Indicios de violencia en yacimientos de la región de Madrid en el marco del Calcolítico peninsular

2014 
This study focuses on aspects related to interpersonal or intergroup violence during the Iberian Chalcolithic by discussing some archaeological evidences which have not been thoroughly evaluated to date. Particular attention is given to a series of injuries observed in some burials, which in the light of recent anthropological and paleopathological studies are becoming more numerous and diverse. Besides reviewing some papers and proposals on bone injuries resulting from acts of violence, new documented evidences are offered from the study of two Chalcolithic burials in Madrid: Camino de las Yeseras and Humanejos and related to an old one from the cemetery of Ciempozuelos.

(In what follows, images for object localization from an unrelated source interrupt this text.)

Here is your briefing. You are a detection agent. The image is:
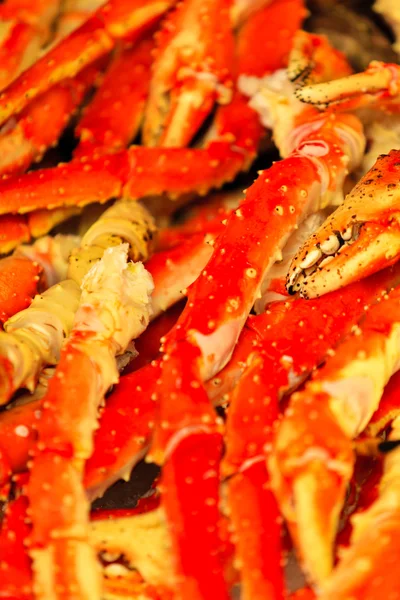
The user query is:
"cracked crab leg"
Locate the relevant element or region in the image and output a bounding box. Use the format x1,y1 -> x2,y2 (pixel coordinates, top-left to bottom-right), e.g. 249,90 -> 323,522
270,280 -> 400,586
27,245 -> 154,599
0,200 -> 155,406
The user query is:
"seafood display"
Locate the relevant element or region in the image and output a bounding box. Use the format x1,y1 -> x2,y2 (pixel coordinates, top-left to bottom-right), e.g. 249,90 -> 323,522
1,1 -> 400,599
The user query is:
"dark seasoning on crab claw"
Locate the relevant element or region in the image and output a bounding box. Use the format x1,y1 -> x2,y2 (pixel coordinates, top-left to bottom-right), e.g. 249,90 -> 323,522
1,1 -> 400,600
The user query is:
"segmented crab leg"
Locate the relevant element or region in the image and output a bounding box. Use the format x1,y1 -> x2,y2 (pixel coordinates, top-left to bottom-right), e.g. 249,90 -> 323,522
0,0 -> 176,125
0,0 -> 61,90
270,280 -> 400,586
143,0 -> 234,148
287,149 -> 400,298
27,245 -> 154,599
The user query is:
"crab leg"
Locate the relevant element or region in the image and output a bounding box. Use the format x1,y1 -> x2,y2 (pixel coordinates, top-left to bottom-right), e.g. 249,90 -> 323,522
270,280 -> 400,586
26,245 -> 154,599
0,0 -> 176,125
75,35 -> 155,158
142,0 -> 234,148
288,150 -> 400,298
0,492 -> 32,599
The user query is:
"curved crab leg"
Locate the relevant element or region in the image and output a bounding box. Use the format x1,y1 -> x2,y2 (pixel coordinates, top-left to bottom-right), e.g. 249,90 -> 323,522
142,0 -> 234,148
0,0 -> 176,126
27,245 -> 154,599
287,150 -> 400,298
270,281 -> 400,586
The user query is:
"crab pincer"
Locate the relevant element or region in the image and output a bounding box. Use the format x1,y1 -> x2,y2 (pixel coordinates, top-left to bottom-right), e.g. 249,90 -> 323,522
287,150 -> 400,298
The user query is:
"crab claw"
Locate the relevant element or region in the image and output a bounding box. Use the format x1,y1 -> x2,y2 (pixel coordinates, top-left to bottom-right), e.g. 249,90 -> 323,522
287,150 -> 400,298
295,61 -> 400,112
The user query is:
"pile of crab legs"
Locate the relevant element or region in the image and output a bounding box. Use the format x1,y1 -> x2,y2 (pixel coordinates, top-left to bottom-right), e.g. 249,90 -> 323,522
1,0 -> 400,599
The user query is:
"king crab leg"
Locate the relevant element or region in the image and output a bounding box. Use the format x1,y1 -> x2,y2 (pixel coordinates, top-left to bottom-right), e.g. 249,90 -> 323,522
270,277 -> 400,587
26,245 -> 154,599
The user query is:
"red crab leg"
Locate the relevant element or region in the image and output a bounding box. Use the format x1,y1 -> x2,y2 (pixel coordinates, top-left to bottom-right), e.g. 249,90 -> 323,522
0,0 -> 176,125
0,255 -> 42,324
219,267 -> 400,600
156,190 -> 237,250
75,35 -> 155,158
27,247 -> 154,598
143,0 -> 234,148
223,356 -> 284,600
147,231 -> 220,318
131,302 -> 184,371
0,493 -> 32,599
0,141 -> 250,216
0,0 -> 61,90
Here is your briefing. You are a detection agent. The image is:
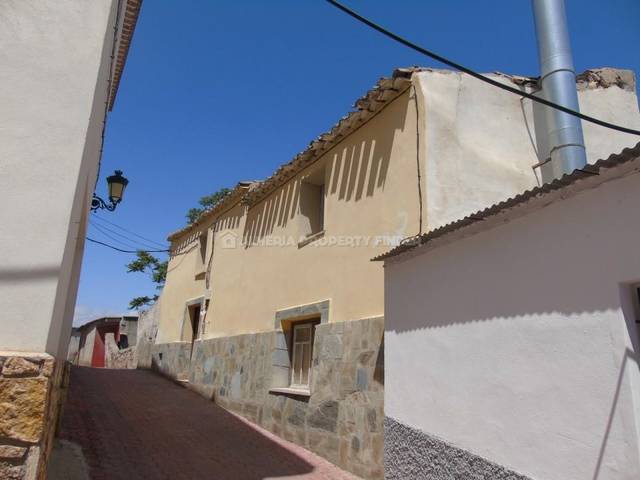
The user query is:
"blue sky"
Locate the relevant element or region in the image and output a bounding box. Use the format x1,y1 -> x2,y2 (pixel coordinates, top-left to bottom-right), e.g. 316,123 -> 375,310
75,0 -> 640,325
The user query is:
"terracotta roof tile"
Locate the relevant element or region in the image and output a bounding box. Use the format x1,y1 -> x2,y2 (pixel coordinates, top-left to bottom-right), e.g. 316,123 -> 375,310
167,181 -> 261,242
108,0 -> 143,111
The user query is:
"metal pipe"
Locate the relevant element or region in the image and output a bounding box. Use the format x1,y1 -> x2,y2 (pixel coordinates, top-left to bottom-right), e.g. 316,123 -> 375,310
531,0 -> 587,181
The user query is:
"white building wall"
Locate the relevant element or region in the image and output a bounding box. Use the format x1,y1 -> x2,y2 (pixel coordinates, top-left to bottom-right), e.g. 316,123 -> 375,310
414,70 -> 640,230
0,0 -> 120,358
78,328 -> 97,368
66,332 -> 81,364
385,170 -> 640,479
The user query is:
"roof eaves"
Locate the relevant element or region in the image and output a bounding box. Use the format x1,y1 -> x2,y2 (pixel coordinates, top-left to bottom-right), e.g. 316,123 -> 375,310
108,0 -> 143,111
241,67 -> 423,206
165,67 -> 426,242
373,142 -> 640,262
167,181 -> 261,242
76,316 -> 121,331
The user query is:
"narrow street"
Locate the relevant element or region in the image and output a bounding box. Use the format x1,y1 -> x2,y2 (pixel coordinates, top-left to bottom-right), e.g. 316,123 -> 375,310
50,367 -> 357,480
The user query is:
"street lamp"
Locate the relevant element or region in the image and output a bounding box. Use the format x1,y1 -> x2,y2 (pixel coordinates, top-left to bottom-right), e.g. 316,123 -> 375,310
91,170 -> 129,212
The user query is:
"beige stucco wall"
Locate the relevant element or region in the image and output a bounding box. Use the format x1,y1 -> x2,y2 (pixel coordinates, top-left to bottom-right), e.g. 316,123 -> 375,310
158,89 -> 421,341
157,69 -> 640,343
415,69 -> 640,230
0,0 -> 122,359
77,327 -> 97,368
157,236 -> 208,343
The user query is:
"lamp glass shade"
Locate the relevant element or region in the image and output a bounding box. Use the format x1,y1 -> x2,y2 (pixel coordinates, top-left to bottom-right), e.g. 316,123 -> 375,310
107,170 -> 129,204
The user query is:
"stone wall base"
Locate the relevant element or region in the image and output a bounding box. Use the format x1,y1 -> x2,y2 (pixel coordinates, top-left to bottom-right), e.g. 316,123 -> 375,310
150,342 -> 191,380
150,317 -> 385,479
135,303 -> 159,369
384,417 -> 533,480
0,352 -> 69,480
104,334 -> 136,369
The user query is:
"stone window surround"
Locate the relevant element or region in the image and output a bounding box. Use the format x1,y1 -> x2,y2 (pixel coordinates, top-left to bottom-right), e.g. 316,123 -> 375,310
180,296 -> 205,342
269,299 -> 329,397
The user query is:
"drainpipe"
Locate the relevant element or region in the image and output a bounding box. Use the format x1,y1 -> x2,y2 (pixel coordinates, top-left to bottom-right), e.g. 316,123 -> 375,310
531,0 -> 587,182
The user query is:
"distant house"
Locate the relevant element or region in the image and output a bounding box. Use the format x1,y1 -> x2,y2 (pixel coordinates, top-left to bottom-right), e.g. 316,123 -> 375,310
378,143 -> 640,480
151,67 -> 639,479
75,315 -> 138,368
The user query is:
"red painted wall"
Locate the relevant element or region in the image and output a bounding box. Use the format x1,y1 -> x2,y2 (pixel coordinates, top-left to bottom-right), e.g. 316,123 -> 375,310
91,324 -> 120,368
91,330 -> 105,368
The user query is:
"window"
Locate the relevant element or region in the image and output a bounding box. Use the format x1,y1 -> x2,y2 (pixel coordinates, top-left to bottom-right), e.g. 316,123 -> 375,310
623,283 -> 640,354
318,185 -> 325,232
269,302 -> 328,396
188,303 -> 201,342
195,232 -> 208,278
117,334 -> 129,350
199,232 -> 207,265
290,322 -> 314,389
299,167 -> 325,241
633,284 -> 640,326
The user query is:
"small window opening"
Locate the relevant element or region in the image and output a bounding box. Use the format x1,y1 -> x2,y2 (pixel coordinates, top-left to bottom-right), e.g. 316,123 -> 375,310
289,321 -> 317,390
187,303 -> 202,358
632,284 -> 640,325
199,232 -> 207,265
189,304 -> 201,341
299,167 -> 325,240
117,334 -> 129,350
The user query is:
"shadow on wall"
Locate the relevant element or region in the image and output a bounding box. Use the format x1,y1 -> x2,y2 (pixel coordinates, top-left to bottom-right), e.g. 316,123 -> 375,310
388,176 -> 640,333
212,208 -> 243,232
243,95 -> 408,246
58,367 -> 318,480
0,265 -> 60,283
591,347 -> 638,480
386,174 -> 640,479
585,286 -> 640,480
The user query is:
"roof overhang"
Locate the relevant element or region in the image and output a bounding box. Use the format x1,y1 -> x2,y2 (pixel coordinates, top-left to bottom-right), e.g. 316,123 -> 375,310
108,0 -> 143,111
167,181 -> 260,243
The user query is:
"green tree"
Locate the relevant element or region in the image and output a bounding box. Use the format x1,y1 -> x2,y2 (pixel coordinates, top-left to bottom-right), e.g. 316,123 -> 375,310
186,187 -> 231,224
126,251 -> 167,310
129,296 -> 156,310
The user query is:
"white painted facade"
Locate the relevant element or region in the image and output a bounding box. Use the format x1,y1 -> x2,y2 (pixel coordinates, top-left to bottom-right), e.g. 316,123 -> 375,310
385,160 -> 640,479
412,69 -> 640,231
0,0 -> 133,359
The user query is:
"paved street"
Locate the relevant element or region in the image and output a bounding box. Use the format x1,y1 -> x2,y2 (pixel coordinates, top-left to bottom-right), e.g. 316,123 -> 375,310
53,367 -> 357,480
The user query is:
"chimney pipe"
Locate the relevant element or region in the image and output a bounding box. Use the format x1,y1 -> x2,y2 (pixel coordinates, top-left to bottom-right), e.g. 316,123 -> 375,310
531,0 -> 587,181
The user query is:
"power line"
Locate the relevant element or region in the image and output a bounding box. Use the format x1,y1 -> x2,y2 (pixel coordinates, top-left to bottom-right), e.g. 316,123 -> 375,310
86,237 -> 169,254
89,221 -> 144,251
91,213 -> 167,248
325,0 -> 640,137
89,217 -> 165,251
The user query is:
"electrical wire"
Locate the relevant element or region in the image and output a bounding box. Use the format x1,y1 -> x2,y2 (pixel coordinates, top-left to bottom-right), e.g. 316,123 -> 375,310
86,237 -> 169,254
90,216 -> 166,251
91,213 -> 168,249
325,0 -> 640,136
89,220 -> 144,251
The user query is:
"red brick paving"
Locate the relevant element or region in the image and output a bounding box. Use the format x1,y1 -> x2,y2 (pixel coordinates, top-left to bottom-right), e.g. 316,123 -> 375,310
58,367 -> 358,480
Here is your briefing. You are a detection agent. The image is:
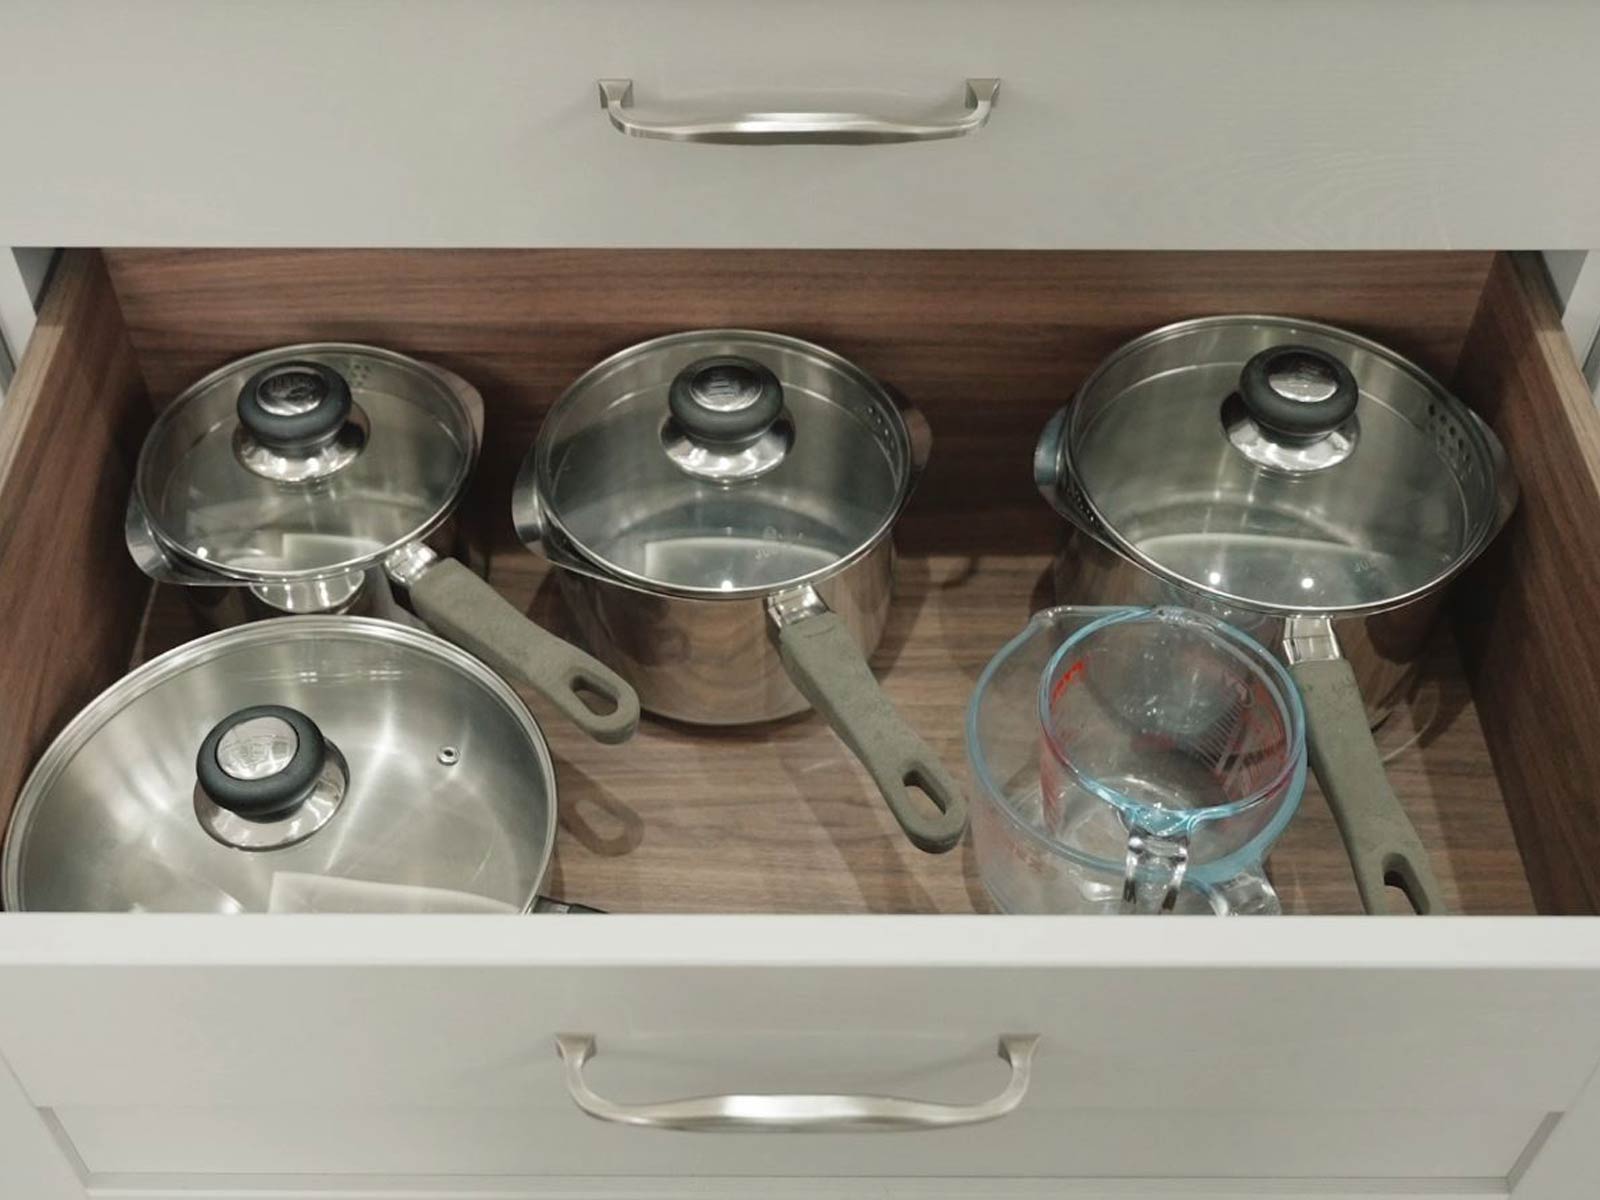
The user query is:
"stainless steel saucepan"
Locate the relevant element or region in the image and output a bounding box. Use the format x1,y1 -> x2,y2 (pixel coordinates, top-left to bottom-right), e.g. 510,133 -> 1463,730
3,618 -> 591,913
512,330 -> 969,854
1034,316 -> 1517,914
125,343 -> 640,743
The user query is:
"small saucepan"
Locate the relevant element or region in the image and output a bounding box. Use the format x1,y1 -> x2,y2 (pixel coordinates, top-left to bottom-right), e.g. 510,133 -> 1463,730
3,618 -> 590,913
513,330 -> 968,853
125,343 -> 639,743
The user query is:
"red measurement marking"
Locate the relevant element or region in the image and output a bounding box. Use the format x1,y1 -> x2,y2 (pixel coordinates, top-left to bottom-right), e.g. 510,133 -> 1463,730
1049,659 -> 1087,703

In the first of these sites, a multiple inhumation in a pit has been documented. It contains a possible family group associated with flint arrow heads intermingled with the skeletons and they seem to be related to the violent death of the group in a short space of time. Far more striking are the injuries found on two Bell Beaker males, one of them from Camino de las Yeseras, a senile with broken and deviated nasal bones, probably due to an interpersonal conflict. The second example, from Humanejos, is a 30 year old male who was a victim of a major traumatic injury to the forehead ante mortem . It was possibly caused by a copper adze or small axe, due to a face-to-face conflict. Both cases seem to suggest that, interpersonal or intergroup violence during the Iberian Chalcolithic is not infrequent. Also the archaeological record is revealing the existence of defensive architectures in several sites, where a considerable amount of arrow heads have been recovered in entrances, walls and workshops. These circumstances and the increase of arrow heads also in some ditched enclosures could explain their productions as primary defensive and offensive artefacts and later on the emergence of the first copper Palmela arrow heads in Iberia. Otherwise, as the archaeozoological studies of some chalcolithic sites reveal, that the increasing frequency of the flint arrow heads productions are not necessarily related to the rise of hunting activities during the 3 rd millennium. It is also discussed the use of some metal tools as weapons during the Bell Beaker horizon as they only appear in household contexts and the functionality of some of the Beaker “package” items from tombs as weapons.